Stochastic constraint estimation, such as when constraints depend on training data and are estimated from mini-batches, can introduce noise in the Lagrange multipliers. This stochasticity makes it difficult to determine feasibility, as a constraint may be satisfied for some stochastic samples but not others, leading to erratic multiplier updates. If you’re experiencing noisy multipliers, consider these strategies:
Evaluate constraints at the epoch level or average them across multiple epochs to smooth the estimates.
Increase the batch size to reduce variance in constraint estimations.
Use variance reduction techniques like SAGA or SVRG. These methods compute aggregate constraint measurements across mini-batches, providing more stable multiplier updates.
Computational considerations
Is Cooper computationally expensive?
No, Cooper is computationally efficient, comparable to solving unconstrained minimization problems in PyTorch. The only additional cost is the storage and updating of the Lagrange multipliers, which is generally negligible in large-scale machine learning applications. In terms of computation, Cooper does not require extra forward or backward passes compared to an unconstrained problem:
The forward pass computes the Lagrangian by evaluating both the loss and constraints. In many cases, such as when the constraint depends on the model’s output, the computational graph for the loss and constraints is largely shared. Additionally, the Lagrangian is a linear combination of the loss and constraints, making it inexpensive to compute.
The backward pass backpropagates through the loss and constraints, which is already required when minimizing the loss. The gradient of the Lagrangian with respect to the multipliers corresponds to the constraint violations themselves, so no additional backward passes or gradients are needed to update the multipliers.

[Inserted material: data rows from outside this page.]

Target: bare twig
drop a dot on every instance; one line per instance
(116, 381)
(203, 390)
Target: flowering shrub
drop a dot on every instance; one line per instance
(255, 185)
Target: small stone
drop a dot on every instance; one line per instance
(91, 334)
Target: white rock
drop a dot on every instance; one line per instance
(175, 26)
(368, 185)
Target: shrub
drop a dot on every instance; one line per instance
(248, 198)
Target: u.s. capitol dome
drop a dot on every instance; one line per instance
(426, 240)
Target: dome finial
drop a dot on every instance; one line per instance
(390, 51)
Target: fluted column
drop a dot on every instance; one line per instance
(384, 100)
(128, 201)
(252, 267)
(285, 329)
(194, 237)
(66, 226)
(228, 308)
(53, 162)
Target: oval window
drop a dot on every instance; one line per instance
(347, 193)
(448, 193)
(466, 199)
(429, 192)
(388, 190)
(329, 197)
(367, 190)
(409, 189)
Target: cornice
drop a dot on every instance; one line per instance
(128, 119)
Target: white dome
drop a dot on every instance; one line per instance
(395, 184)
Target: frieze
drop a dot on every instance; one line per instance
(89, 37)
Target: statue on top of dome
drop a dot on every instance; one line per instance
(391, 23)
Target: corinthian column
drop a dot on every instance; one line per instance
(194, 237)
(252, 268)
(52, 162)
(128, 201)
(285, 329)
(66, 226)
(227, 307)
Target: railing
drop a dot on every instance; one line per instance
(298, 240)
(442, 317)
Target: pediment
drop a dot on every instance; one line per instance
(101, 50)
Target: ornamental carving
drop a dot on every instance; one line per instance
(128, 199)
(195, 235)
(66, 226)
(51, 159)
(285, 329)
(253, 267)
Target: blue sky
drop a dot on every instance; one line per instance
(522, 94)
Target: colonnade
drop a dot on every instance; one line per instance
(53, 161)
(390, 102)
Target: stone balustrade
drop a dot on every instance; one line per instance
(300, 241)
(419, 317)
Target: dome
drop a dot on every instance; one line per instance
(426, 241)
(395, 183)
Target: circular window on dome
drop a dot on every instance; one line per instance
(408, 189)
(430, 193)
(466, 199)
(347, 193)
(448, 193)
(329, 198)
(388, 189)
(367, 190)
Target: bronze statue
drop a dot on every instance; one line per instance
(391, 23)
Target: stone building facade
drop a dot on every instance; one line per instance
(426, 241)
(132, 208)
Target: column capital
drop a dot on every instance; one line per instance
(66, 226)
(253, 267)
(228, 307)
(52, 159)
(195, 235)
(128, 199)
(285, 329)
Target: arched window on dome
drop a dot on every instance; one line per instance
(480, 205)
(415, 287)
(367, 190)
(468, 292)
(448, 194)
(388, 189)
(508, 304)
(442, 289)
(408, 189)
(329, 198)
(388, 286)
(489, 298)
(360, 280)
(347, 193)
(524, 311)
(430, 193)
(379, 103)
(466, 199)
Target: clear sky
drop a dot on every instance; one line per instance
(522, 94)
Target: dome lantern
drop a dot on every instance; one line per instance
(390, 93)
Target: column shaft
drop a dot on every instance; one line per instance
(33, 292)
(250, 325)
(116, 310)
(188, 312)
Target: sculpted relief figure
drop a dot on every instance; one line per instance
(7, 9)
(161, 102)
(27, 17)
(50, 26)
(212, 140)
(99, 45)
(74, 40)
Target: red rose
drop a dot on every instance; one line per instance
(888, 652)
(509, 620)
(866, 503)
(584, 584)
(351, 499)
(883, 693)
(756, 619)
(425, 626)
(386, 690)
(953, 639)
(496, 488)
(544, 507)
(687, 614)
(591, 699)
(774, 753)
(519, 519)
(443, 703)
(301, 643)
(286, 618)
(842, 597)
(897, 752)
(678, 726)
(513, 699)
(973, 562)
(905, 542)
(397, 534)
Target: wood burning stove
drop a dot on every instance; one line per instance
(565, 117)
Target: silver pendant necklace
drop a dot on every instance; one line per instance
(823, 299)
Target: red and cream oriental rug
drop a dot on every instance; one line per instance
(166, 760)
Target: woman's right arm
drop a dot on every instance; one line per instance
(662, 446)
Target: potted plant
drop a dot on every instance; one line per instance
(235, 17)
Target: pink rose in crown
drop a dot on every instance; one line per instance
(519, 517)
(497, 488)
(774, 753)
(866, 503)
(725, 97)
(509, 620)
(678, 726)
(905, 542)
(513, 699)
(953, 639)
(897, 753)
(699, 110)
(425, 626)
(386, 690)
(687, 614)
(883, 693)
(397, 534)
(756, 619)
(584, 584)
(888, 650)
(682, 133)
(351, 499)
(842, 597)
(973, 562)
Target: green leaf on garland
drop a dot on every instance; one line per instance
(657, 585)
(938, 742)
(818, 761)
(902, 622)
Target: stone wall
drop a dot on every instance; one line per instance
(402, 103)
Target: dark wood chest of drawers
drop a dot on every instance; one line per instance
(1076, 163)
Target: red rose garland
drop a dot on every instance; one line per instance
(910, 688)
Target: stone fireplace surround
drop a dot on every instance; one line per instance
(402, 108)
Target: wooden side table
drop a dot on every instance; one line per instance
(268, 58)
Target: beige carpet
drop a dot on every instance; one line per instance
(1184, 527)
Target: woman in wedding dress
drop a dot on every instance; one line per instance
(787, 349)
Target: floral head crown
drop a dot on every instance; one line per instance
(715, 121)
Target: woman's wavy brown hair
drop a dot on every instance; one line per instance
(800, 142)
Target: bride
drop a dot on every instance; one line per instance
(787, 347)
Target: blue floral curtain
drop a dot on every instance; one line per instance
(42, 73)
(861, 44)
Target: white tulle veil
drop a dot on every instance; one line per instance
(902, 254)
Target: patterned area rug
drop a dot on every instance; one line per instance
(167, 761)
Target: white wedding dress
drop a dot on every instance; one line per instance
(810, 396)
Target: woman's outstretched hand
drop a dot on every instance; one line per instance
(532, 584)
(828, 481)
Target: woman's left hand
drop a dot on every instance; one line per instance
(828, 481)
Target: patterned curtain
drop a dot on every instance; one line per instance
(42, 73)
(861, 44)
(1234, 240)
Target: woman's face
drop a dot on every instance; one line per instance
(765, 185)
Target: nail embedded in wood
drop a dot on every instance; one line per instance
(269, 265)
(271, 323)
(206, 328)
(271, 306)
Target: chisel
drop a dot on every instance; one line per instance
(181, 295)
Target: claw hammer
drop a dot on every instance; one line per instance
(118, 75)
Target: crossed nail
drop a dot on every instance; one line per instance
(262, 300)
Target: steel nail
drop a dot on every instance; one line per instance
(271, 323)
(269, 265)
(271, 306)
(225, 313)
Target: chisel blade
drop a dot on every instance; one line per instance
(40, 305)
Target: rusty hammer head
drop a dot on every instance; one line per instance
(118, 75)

Only the already evaluated constraint violations are used.
Additionally, Cooper takes advantage of PyTorch’s autograd functionality and GPU acceleration for these operations. In terms of storage, you need to store the value of each Lagrange multiplier (one per constraint). This storage requirement is typically negligible unless the number of constraints exceeds the model or data sizes.
Does Cooper support GPU acceleration?
Yes, Cooper supports GPU acceleration through PyTorch.
Does Cooper support distributed data parallel (DDP) execution?
Currently, Cooper does not support DDP execution, but we have plans to implement this in the future.
Does Cooper support automatic mixed-precision (AMP) training?
We have not tested Cooper with AMP, so we cannot guarantee that it operates as expected.
What if my problem has a lot of constraints?
If your problem involves a large number of constraints, you can use IndexedMultipliers or ImplicitMultipliers. The former allows for efficient indexing of the multiplier object, while the latter avoids explicitly storing them by considering a parametric representation instead.
Miscellaneous
How do I cite Cooper?
To cite Cooper, please cite this paper:
@article{gallegoPosada2025cooper,
author={Gallego-Posada, Jose and Ramirez, Juan and Hashemizadeh, Meraj and Lacoste-Julien, Simon},
title={{Cooper: A Library for Constrained Optimization in Deep Learning}},
journal={arXiv preprint arXiv:2504.01212},
year={2025}
}
Is there a JAX version of Cooper?
Not at the moment, but we’d love to see a JAX version of Cooper!
Is there a TensorFlow version of Cooper?
Not exactly, but you can use TensorFlow Constrained Optimization (TFCO) for similar functionality.